Como tudo que envolve esse assunto, uma decisão desse tipo seria uma faca de dois gumes. A princípio, podemos ver vantagens em fazer com a liberdade das plataformas seja acompanhada por algum nível de responsabilidade.
No entanto, não havendo uma forma de dizer qual conteúdo é problemático e qual conteúdo não apresentaria maiores riscos legais, a consequência é que, em caso de dúvida, as redes sociais irão optar por reprovar cada vez mais conteúdo — afinal, o preço da aprovação de algo que seja minimamente duvidoso poderia sair caro para eles.

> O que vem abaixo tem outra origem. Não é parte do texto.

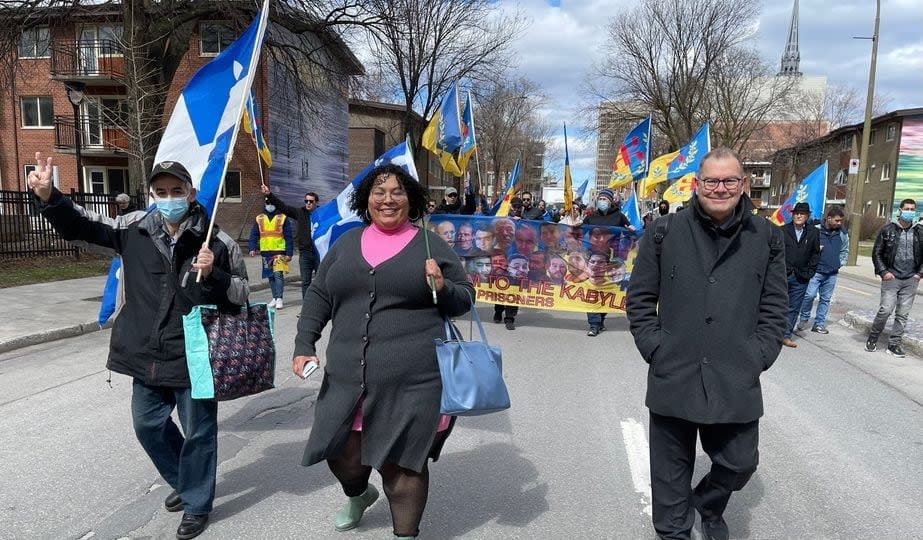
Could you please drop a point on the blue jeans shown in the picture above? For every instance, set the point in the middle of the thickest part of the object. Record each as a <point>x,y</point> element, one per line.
<point>307,263</point>
<point>824,284</point>
<point>277,284</point>
<point>596,320</point>
<point>896,295</point>
<point>795,299</point>
<point>188,464</point>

Além do problema da moderação, ainda existem as questões da monetização e do alcance. Em um tipo de moderação mais sutil, as plataformas podem fazer com que certos conteúdos não sejam monetizados ou tenham um alcance reduzido — o que não deixar ser uma forma mais velada de moderação.
De qualquer forma que essas regras forem definidas, grupos ficarão insatisfeitos — e com toda razão. No final das contas, não dá para existir uma rede social absolutamente sem moderação, mas também não é possível existir moderação de conteúdo que não seja baseada na visão de mundo particular daquele grupo de moderadores.
Infelizmente, não podemos esperar soluções que passem nem perto da perfeição — o problema é que também não podemos ter uma postura de “tanto faz”. Afinal, o arranjo que for dado para essa questão fará toda a diferença tanto para os níveis de segurança quanto de liberdade de expressão que podermos ter nos próximos anos.